2.3. Dependent and Independent Variables
The primary independent variables of interest were perceived work-related stress, medical history, self-reported physical and mental conditions (depressive symptoms and sleep status), and personal lifestyle behavior (smoke, alcohol, and exercise). The dependent variables in this study were PCS and MCS scores.
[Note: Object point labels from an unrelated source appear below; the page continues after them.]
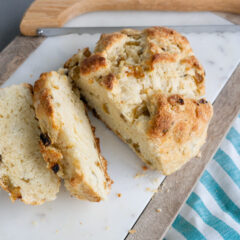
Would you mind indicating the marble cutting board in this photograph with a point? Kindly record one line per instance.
(71, 218)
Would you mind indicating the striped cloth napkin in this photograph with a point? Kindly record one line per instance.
(213, 209)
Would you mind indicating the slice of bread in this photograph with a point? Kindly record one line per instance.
(68, 143)
(23, 171)
(147, 87)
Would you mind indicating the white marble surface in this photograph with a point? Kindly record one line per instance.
(69, 218)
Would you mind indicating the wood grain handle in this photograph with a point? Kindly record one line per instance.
(55, 13)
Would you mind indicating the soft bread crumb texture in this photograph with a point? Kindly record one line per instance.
(71, 143)
(23, 171)
(147, 87)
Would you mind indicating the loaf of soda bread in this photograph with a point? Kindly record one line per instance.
(23, 171)
(68, 142)
(147, 86)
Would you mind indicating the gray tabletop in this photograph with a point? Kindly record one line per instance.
(11, 12)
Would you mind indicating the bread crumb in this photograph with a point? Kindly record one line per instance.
(34, 223)
(132, 231)
(139, 175)
(151, 190)
(144, 168)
For the PCS, very low scores indicate substantial limitations in self-care, physical, social, and role activities; severe body pain; or frequent tiredness [22]. For the MCS, very low scores indicate frequent psychologic distress, and substantial social and role disability due to emotional problems [22].
2.4. Statistical Analysis
All analyses were performed using Statistical Analysis System (SAS 6.12; SAS Institute, Cary, NC, USA) software. Participants’ profiles among white-collar migrant workers were reported. Analyses were based on a published scoring algorithm for the BDI-II and SF-36 accepted guidelines [13,14,21,22]. Bivariate analyses were performed between the perceived work-related stress and other independent variables using the chi-square test. The Shapiro-Wilk test of normality revealed that all of the scales of the SF-36 among our sample were negatively skewed and showed a positive kurtosis distribution (P < 0.01). Profiles of the 8 scales of the SF-36 among subjects with perceived work-related stress, alcohol consumption, self-reported neck pain, poor sleep, and depression among white-collar Taiwanese workers in China were thus evaluated using the Mann-Whitney test. A P value of less than 0.05 was considered statistically significant.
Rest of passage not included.